I guess social engineering is another form, although that's probably more akin to a CSRF or flawed auth logic exploit.
That is cool that it works offline. I will not use it because I don't like the voices. The free meditation app I would recommend is the Healthy Minds program[1]. I have also seen Medito recommended, but the thing that I like about the HM Program is that it is a very straight curriculum, instead of various options scattered as options.
HM looks great, but looks like they collect lot of personal data.

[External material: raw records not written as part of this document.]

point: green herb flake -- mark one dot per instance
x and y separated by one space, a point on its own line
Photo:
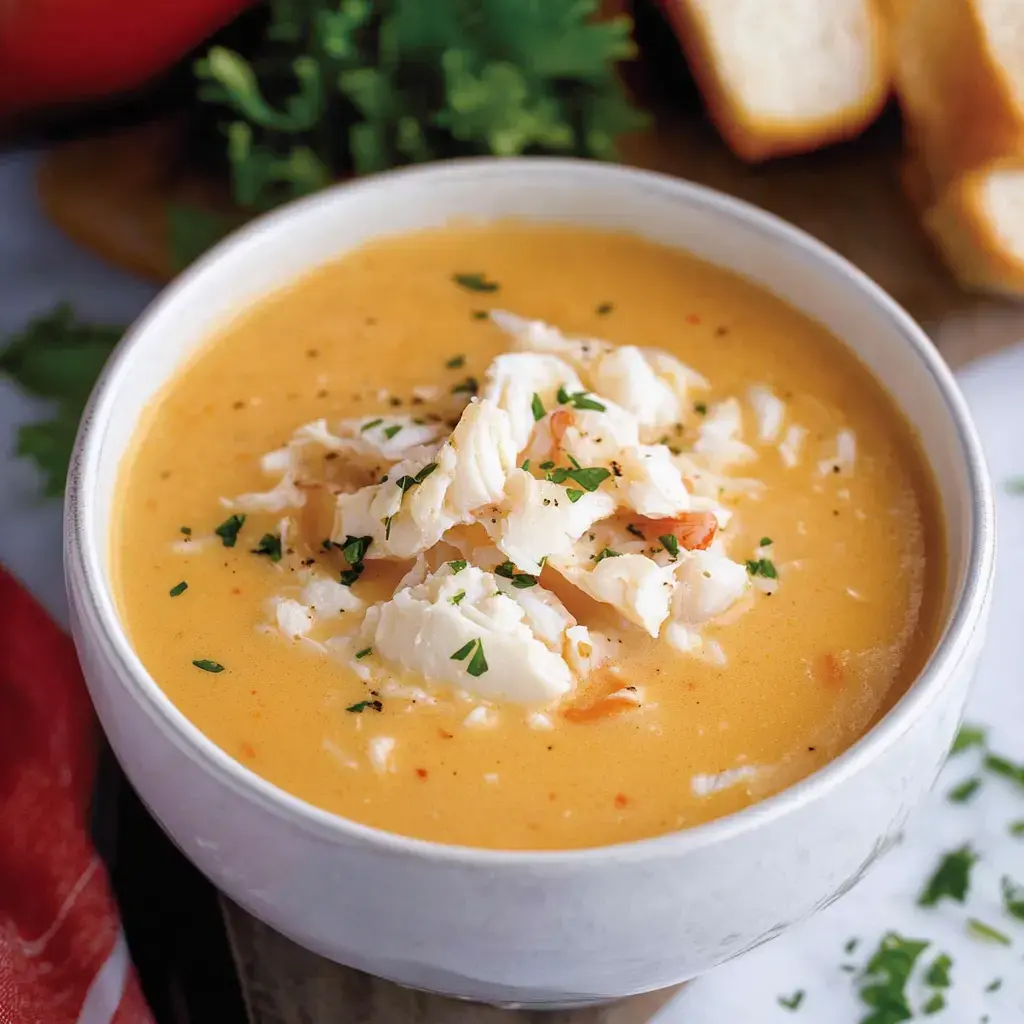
363 706
228 529
965 792
998 765
269 545
985 933
792 1001
475 283
937 975
464 651
477 664
884 988
763 567
1013 897
207 666
968 736
951 879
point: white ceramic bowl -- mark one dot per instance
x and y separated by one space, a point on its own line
534 929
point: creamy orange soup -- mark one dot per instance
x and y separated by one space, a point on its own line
805 495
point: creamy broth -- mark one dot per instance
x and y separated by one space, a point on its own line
808 668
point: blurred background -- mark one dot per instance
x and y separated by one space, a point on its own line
134 135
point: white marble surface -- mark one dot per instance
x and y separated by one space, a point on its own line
38 267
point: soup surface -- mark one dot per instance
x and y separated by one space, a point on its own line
723 571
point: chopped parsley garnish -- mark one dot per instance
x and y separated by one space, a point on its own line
998 765
359 708
207 666
353 549
963 793
792 1001
985 933
886 976
477 664
269 545
951 879
519 580
228 529
1013 898
937 974
589 478
475 282
579 399
763 567
968 736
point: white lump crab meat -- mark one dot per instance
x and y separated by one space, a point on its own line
652 385
477 632
410 511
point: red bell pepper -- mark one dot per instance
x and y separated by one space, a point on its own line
60 51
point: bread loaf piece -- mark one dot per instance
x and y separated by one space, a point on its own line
784 76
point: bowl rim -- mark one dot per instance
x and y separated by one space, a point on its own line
87 563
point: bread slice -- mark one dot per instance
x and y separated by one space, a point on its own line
784 76
978 225
958 72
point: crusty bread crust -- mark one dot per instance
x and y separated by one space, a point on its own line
972 245
756 139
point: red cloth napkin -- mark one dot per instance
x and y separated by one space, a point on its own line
62 954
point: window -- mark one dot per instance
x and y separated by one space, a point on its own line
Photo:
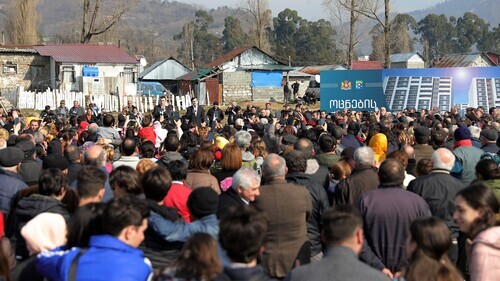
128 74
68 74
10 67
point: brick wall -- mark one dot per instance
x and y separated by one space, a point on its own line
236 86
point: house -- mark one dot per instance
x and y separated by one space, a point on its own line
245 73
165 71
407 60
464 60
90 68
365 65
495 57
23 66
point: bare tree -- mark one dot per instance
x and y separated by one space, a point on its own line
96 21
260 18
348 21
21 21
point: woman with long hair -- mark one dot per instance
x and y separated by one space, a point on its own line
198 261
427 248
477 216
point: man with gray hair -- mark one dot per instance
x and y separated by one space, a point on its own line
363 178
243 140
288 206
439 188
243 190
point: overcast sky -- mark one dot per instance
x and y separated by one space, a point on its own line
312 9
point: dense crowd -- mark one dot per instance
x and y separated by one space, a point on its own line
249 193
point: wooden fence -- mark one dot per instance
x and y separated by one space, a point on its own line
38 100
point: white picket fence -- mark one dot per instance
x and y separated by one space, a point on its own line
144 103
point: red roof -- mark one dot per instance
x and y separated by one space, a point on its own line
227 57
86 53
494 57
362 65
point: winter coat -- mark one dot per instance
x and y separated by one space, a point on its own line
161 253
319 205
379 145
107 259
485 255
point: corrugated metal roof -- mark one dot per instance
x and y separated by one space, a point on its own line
268 67
228 56
363 65
86 53
461 60
195 74
403 57
315 69
165 72
17 49
234 53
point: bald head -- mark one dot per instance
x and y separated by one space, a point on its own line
95 156
274 167
408 149
443 159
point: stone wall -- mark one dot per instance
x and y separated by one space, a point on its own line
32 71
236 86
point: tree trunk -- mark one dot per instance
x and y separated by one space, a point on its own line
350 48
387 27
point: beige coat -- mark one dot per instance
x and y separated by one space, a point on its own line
287 205
200 178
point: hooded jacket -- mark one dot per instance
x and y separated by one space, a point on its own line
26 209
379 145
485 255
319 205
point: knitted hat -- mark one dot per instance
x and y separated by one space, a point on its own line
203 201
44 232
489 134
55 161
28 147
11 156
422 131
462 133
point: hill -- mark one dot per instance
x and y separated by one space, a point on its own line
485 9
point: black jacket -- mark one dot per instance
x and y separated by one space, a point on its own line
255 273
319 203
160 252
228 199
27 208
364 178
439 189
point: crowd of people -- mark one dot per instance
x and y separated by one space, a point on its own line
249 193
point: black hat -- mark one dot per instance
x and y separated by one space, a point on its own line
489 134
203 201
28 148
421 131
11 156
288 139
55 161
462 133
337 132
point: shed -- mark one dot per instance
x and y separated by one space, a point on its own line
464 60
165 71
407 60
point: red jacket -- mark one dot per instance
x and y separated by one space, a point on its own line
177 198
147 133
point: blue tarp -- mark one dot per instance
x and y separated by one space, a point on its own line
267 79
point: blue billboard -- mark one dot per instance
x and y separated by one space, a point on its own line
352 89
400 88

From their privacy policy:
The personal information we collect may include:
Name User name Email address Gender Birthday (month/year) Ethnicity Relationship Status Number of Family Members/Children/Children under 13 Experience with Meditation User generated content We may collect other information that does not reveal your specific identity, such as:
IP Address or other unique device identifier Information collected through cookies, pixel tags or other technologies App usage data Geo-location information User generated content Device generated data
This is great! I've been using Headspace, but recently I get a Duolingo vibe of it. It's still good, but Healthy Minds is in other league. Thank you!
I really like this. I tried korean language and the voice was bit off though. good work!
Title should say "meditations" — app is not for actual dispute resolution (well, not directly).
Medito is good Open Source alternative as well. https://meditofoundation.org/
Offline support is underrated for meditation apps — network interruptions mid-session are the opposite of calming
These are audio recordings right? Could they just say so?
adding text to speech is a great idea, thank you!